To assess the impact of accelerated degradation on the mechanical properties of PP/SEBS blends, changes in tensile strength and elongation were measured under sustained thermal stress at 120 °C over multiple thermal cycles. As shown in Figure 9, after 20 thermal cycles, PP exhibited a 48.4% decrease in tensile strength, whereas the blend with 35% SEBS showed a smaller reduction of 33.4%. Moreover, elongation at break decreased by 70.6% for PP and 43.1% for 35% SEBS under the same conditions. These findings, in agreement with those of Shebani, et al., indicate that TPE enhances the thermal stability of PP [37]. Figure 9c,d illustrate the Weibull distribution of tensile strength and strain for SEBS 35% across thermal cycles. Both tensile strength and strain decreased with increasing thermal cycles, And the Weibull plots revealed a reduction in slope and broader data distribution, indicating diminished stability. This broader distribution is primarily attributed to the scission of the polymer chains during degradation. Notably, the Weibull plot slope serves as an indicator of material stability, with higher slope values signifying greater stability. As shown in Figure 9c,d, the slope decreases with advancing degradation, highlighting reduced stability under thermal cycling. However, the SEBS 35% blend maintained a relatively stable distribution, suggesting that it possesses suitable degradation characteristics for replacing XLPE. Overall, thermal stability improved with increasing SEBS concentration in the PP/SEBS blends, as shown in Figure 8 and Figure 9. Specifically, pure PP demonstrated the shortest lifetime, whereas the longest lifetime of 42 years was achieved with 35% SEBS content.

4. Conclusions

This study systematically examined the potential of PP/SEBS blends as recyclable alternatives to XLPE for high-voltage cable insulation. By varying SEBS content and controlling cooling rates, we effectively controlled the crystallization behavior, which led to improvements in breakdown strength.

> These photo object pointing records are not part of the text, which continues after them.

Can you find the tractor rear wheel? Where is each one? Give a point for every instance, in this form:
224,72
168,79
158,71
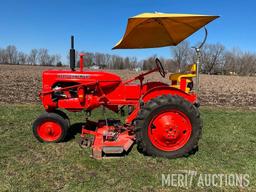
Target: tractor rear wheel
168,126
50,127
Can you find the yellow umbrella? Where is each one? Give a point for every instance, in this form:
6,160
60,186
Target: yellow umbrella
150,30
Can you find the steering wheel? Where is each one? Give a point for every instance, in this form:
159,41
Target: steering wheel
160,67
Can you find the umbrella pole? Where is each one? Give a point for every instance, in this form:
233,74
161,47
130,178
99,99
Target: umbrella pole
198,57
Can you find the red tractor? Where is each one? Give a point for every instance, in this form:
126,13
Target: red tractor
163,120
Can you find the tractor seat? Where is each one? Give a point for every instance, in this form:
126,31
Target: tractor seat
183,81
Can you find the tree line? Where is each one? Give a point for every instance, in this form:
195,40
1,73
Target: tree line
215,59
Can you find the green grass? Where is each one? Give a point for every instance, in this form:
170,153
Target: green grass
228,146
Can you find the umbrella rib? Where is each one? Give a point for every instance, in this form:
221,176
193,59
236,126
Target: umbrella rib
160,23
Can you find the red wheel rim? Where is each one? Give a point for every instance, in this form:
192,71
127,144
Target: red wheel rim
49,131
170,130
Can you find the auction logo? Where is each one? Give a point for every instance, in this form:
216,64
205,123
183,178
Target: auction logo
188,178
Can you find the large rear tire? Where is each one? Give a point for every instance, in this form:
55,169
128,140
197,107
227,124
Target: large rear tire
50,127
168,126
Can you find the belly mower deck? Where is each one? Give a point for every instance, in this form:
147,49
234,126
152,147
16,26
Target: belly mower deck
108,139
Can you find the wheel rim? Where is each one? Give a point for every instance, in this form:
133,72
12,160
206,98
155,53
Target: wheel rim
49,131
170,130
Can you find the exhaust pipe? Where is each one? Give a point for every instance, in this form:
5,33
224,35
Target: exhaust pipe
72,55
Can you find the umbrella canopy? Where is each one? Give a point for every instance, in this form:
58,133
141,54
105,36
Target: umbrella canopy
150,30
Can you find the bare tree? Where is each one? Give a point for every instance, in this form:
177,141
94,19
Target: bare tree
3,56
11,54
212,58
149,63
33,56
22,58
43,57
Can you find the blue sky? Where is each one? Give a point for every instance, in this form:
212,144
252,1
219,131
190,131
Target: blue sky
99,24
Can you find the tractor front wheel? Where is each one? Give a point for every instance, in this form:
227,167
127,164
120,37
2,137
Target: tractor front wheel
50,127
168,126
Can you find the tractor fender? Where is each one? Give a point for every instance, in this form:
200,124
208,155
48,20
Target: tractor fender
156,92
165,90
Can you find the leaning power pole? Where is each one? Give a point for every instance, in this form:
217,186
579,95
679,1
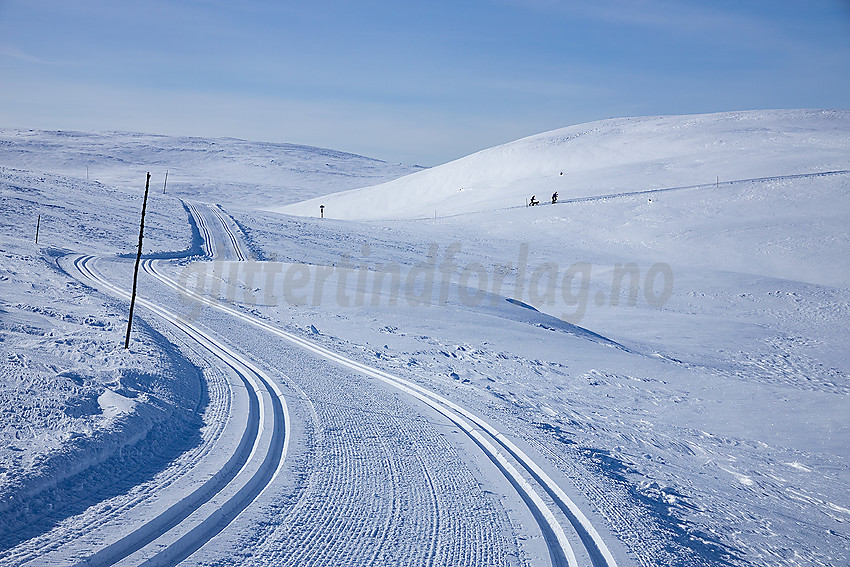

The mechanical and electrical properties of the PP/SEBS blends were superior to those of pure PP, with a notable enhancement in breakdown strength attributed to factors such as the crystal size, DOC, and nucleation growth rate under different cooling rates. Crystallization behavior, examined through isothermal and non-isothermal processes using the Avrami model, revealed a decline in the DOC and nucleation growth rate with increasing SEBS content. At 35% SEBS, the DOC and nucleation growth rate were 22.9% and 1.69 at 110 °C, respectively. The impact of the crystallinity and nucleation growth rate on the breakdown strength was further analyzed at various cooling rates. The highest breakdown strength of 66.4 kV/mm was achieved with 35% SEBS and a cooling rate of 10 °C/min. Weibull analysis confirmed that the addition of SEBS significantly enhanced breakdown strength by reducing crystallinity and nucleation growth rate. The thermal stability of PP was also improved by SEBS, as demonstrated by the lifetime predictions using the Arrhenius model. Extrapolation indicated that PP/SEBS blends with 35% SEBS could achieve a lifetime of 42 years. A comprehensive analysis indicated that PP/SEBS blends with 35% SEBS exhibited the most favorable mechanical and electrical properties. These blends demonstrated enhanced breakdown strength owing to the optimized DOC, reduced nucleation growth rate, and superior mechanical performance with minimal reductions in tensile stress and increased elongation over aging time.

Importantly, PP/SEBS blends offer significant technological advantages over conventional XLPE. These include melt processability without the need for chemical crosslinking, lower energy consumption, and full recyclability. Such properties simplify production and reduce environmental burden. In terms of insulation formation, the blends exhibit high breakdown strength and long-term reliability, making them practically applicable in high-voltage cable.

In conclusion, PP/SEBS blends with controlled cooling rates exhibited excellent mechanical and electrical properties that surpassed those of conventional XLPE. These findings suggest that the PP/SEBS blends are promising eco-friendly cable insulation materials, offering distinct technological and environmental advantages in terms of processing, recyclability, and insulation properties.